Recoupment is the practice, common in the music industry, of claiming an advance provided to an artist back from that artist rather than (or, as well as) from related sources. Many record labels practice recoupment, and most new artists have little choice but to accept it since they lack the negotiating power to obtain a better contract.
Recoupment is also a common practice within the insurance industry. It means virtually the same thing, but generally occurs when an insurance company has paid the benefits to a hospital and then takes back that money when they have determined that those benefits should not have been given.
Suppose that a label gives a band $250,000 to record an album. They agree to do so in return for 90% of the sales. The album is recorded, and sells 200,000 copies at $10 each, yielding $2m. The record company takes 90% of this as agreed, leaving the band with $200,000 of their own. This is the situation without recoupment.

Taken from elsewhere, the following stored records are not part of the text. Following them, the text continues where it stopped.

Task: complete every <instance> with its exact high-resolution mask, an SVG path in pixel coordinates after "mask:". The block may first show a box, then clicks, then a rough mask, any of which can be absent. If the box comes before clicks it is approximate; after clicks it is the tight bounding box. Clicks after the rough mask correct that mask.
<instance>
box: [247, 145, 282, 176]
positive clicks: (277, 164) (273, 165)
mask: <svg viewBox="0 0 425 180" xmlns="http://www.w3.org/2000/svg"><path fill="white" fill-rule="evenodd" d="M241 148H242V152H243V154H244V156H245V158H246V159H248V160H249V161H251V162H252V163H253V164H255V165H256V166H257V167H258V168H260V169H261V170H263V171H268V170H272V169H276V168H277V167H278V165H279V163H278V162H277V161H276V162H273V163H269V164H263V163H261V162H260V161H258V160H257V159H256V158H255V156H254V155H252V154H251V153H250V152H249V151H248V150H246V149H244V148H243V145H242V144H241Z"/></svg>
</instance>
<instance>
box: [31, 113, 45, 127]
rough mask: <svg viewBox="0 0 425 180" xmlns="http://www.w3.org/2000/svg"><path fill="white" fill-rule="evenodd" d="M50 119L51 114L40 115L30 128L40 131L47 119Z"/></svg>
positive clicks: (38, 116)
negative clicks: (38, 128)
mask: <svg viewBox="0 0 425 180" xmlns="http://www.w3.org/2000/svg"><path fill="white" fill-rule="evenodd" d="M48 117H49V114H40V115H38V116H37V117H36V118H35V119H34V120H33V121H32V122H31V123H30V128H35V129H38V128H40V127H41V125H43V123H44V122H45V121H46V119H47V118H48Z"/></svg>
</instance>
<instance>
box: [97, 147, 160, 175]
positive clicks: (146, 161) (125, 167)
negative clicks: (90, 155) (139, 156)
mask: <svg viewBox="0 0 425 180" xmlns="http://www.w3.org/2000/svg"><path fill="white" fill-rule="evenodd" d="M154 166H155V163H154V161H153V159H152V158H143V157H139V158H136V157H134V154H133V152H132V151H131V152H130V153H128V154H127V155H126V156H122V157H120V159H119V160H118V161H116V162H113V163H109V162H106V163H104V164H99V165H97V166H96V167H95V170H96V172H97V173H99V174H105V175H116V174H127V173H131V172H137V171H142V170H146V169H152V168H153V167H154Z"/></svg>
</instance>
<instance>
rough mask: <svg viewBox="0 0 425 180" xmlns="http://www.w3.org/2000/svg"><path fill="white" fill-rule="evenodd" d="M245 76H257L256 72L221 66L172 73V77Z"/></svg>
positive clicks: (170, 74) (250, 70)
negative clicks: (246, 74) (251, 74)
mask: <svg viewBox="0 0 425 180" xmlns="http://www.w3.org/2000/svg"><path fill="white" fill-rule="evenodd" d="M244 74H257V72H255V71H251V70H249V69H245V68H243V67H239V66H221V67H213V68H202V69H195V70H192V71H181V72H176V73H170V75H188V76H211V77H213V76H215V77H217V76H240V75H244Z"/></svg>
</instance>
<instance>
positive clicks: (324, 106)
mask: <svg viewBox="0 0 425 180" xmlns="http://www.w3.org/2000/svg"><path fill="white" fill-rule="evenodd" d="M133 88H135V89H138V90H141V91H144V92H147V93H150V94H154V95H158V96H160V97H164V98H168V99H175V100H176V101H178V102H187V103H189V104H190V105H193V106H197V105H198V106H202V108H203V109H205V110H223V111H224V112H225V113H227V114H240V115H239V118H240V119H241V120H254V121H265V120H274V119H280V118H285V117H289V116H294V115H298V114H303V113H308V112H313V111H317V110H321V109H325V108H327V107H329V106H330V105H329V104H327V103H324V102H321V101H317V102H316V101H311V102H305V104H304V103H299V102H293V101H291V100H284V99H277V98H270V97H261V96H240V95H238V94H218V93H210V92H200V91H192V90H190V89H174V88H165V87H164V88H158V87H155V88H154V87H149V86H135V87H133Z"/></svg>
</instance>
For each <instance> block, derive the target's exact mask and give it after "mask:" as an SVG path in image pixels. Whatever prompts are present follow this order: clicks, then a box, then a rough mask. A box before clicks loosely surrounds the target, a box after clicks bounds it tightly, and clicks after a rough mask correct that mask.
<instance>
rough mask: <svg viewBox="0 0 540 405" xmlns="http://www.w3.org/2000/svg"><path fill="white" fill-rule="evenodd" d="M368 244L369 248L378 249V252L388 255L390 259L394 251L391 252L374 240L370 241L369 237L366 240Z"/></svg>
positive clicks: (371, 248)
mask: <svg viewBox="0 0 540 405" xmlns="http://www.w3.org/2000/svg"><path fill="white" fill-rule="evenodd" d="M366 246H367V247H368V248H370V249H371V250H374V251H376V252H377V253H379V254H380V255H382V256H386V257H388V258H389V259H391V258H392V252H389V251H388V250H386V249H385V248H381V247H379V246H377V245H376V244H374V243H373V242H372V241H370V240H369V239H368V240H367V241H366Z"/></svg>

With recoupment, the label gives the band $250,000 as before. The album again sells 200,000 copies at $10 each, yielding $2m. The record company takes 90% of this as before, leaving the band with $200,000 - but the record company no longer considers the 90% of sales as repayment of the advance. Instead, the band is required to pay the record company back the advance from their own cut, leaving them in $50,000 debt to the record company - even though the record company has gained $1.8m from the sales percentage.

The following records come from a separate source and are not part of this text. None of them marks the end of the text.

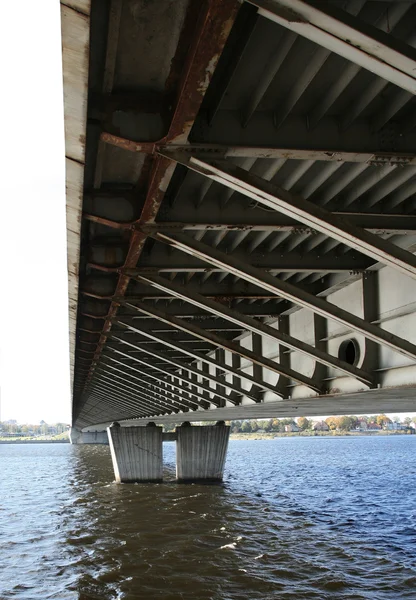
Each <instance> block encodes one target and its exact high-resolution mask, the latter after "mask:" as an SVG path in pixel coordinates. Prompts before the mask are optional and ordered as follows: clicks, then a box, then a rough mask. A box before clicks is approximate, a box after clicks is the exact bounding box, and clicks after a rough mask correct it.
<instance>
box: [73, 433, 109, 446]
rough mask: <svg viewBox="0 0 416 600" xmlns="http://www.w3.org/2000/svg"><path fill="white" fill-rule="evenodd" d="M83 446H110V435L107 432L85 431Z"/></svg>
mask: <svg viewBox="0 0 416 600" xmlns="http://www.w3.org/2000/svg"><path fill="white" fill-rule="evenodd" d="M78 443H81V444H108V435H107V432H106V431H83V432H82V437H81V441H80V442H78Z"/></svg>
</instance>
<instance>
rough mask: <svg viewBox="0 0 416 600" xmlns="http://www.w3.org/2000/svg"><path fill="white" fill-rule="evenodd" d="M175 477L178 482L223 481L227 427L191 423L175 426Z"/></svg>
mask: <svg viewBox="0 0 416 600" xmlns="http://www.w3.org/2000/svg"><path fill="white" fill-rule="evenodd" d="M176 432H177V435H178V438H177V442H176V478H177V480H178V481H179V482H191V481H203V482H210V481H211V482H215V481H222V478H223V474H224V464H225V457H226V453H227V447H228V438H229V436H230V427H228V426H226V425H224V424H222V423H221V424H217V425H215V426H199V427H191V426H190V425H189V424H188V425H182V426H181V427H178V428H177V429H176Z"/></svg>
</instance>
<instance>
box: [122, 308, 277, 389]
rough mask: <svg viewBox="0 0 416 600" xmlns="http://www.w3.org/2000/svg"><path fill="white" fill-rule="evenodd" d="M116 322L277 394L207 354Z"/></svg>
mask: <svg viewBox="0 0 416 600" xmlns="http://www.w3.org/2000/svg"><path fill="white" fill-rule="evenodd" d="M114 322H115V323H118V324H119V325H124V327H126V328H127V329H129V330H130V331H134V332H136V333H139V334H141V335H143V336H144V337H147V338H150V339H152V340H155V341H156V342H159V343H160V344H162V345H163V346H167V347H168V348H172V349H173V350H178V351H179V352H181V353H182V354H185V355H187V356H189V357H190V358H192V359H194V360H196V361H198V362H204V363H206V364H208V365H211V366H212V367H214V368H215V369H221V370H222V371H224V373H228V374H229V375H235V376H237V377H239V378H240V379H241V380H243V381H246V382H248V383H251V384H252V385H255V386H259V387H261V388H262V389H264V390H267V391H268V392H272V393H273V394H275V393H276V388H275V386H273V385H270V384H268V383H265V382H264V381H257V379H255V377H252V376H251V375H248V374H247V373H244V372H242V371H236V370H235V369H233V367H231V366H229V365H227V364H226V363H222V362H219V361H217V360H215V359H213V358H211V357H209V356H208V355H206V354H201V353H198V352H196V351H193V350H190V349H189V348H187V347H185V346H184V345H183V344H180V343H179V342H174V341H172V340H170V339H169V338H167V337H165V336H162V335H159V334H156V333H154V332H153V331H141V330H140V329H137V328H136V327H132V326H131V325H129V324H128V323H124V322H123V321H120V319H119V318H117V319H115V320H114ZM138 349H139V350H141V348H138ZM146 351H147V350H146ZM206 376H207V378H208V379H209V378H210V377H211V375H209V376H208V374H207V375H206ZM217 383H219V385H226V384H225V381H221V380H220V381H217Z"/></svg>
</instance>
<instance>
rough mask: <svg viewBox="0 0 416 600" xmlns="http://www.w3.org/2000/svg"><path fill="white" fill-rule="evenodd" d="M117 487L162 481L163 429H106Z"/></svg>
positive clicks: (129, 427) (117, 423) (115, 423)
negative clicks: (132, 483) (147, 482)
mask: <svg viewBox="0 0 416 600" xmlns="http://www.w3.org/2000/svg"><path fill="white" fill-rule="evenodd" d="M107 433H108V441H109V444H110V451H111V458H112V460H113V467H114V474H115V478H116V481H117V483H129V482H136V481H141V482H145V481H152V482H156V481H162V477H163V475H162V469H163V462H162V427H156V426H154V425H153V426H149V425H148V426H147V427H120V425H119V424H118V423H114V424H113V425H111V427H109V428H108V429H107Z"/></svg>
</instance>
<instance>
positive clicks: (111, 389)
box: [95, 373, 175, 412]
mask: <svg viewBox="0 0 416 600" xmlns="http://www.w3.org/2000/svg"><path fill="white" fill-rule="evenodd" d="M95 379H96V382H97V383H101V385H102V386H104V389H107V388H108V389H109V390H113V391H116V392H117V391H118V392H119V393H122V394H123V395H124V396H125V397H126V398H130V399H131V400H132V401H133V403H134V402H136V401H137V402H138V404H139V406H143V407H147V406H148V407H149V408H150V409H151V410H153V409H157V410H163V411H165V412H174V409H175V407H173V406H166V404H165V405H164V403H162V402H161V401H159V399H155V398H150V397H149V396H148V395H146V394H143V393H142V392H140V393H139V392H138V391H137V390H136V389H135V388H132V389H131V391H130V388H129V387H128V386H126V385H122V384H120V383H119V382H116V381H114V380H113V379H112V378H111V377H108V376H107V375H103V374H102V373H99V374H98V375H97V376H96V378H95Z"/></svg>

Suppose a patient has visited the hospital and has given the hospital their insurance information. Once the visit is complete the hospital will bill the patient's insurance company. The insurance company will then pay based upon a determined amount of benefits due the patient. Many times insurance companies, especially in the case of Medicare and Medicaid, will later determine that the patient was not eligible for those benefits and will recoup (take back) that money from the hospital.